Member of the Illinois Senate from the 37th district
- In office January 8, 2003 – February 28, 2011
- Preceded by: Todd Sieben (redistricted)
- Succeeded by: Darin LaHood

Personal details
- Born: January 10, 1944 (age 82) Odin, Illinois, U.S.
- Party: Republican
- Spouse: Joyce Risinger
- Profession: Civil engineer

= Dale Risinger =

American politician

Dale Risinger is an American civil engineer and Republican politician from Illinois. He was a member of the Illinois State Senate from 2003 to 2011.

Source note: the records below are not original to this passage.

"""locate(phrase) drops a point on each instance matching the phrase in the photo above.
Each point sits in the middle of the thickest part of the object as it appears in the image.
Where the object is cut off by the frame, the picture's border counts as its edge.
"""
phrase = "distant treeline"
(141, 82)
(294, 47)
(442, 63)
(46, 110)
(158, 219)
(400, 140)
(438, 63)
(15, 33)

==Early life, education and business career==
Risinger was born in Odin, Illinois, and graduated from the University of Illinois with a degree in civil engineering. He worked as an engineer for the Illinois Department of Transportation, and later as Vice President of Business Development for Clark Engineers, Inc.

==Illinois Senate==
Risinger was elected to the Illinois Senate in 2002 after defeating Paul Mangieri. He was re-elected in 2006 and 2010, and served as the Senate Republican Caucus Chairman in 2008.

While in the Senate, Risinger's committee assignments included Environment and Energy (as minority spokesperson), Appropriations II, Financial Institutions, Local Government, and Transportation.

Risinger resigned from the Illinois Senate on February 28, 2011. Darin LaHood was appointed by the Legislative Committee of the Republican Party of the 37th Legislative District to the vacancy and sworn into office on March 1, 2011.

==Personal life==
Risinger is married and has three children.

He serves as a member of the Executive Board for the International Construction Innovations Conference; Chairman of the National Traffic and Transportation Conference; member of the Board of the Industry Institute; member of the Executive Board of the Center for Emerging Technologies in Infrastructure; member and past chairman of advisory board for Bradley University College of Engineering and Technology; and a member of the Easter Seals Board, University of Illinois Alumni Association, Illinois Society of Professional Engineers, Illinois Association of Highway Engineers, National Society of Professional Engineers, Illinois Public Works Association, Rotary International, and a Christmas in April volunteer. He is a former Boy Scouts of America leader and school board member.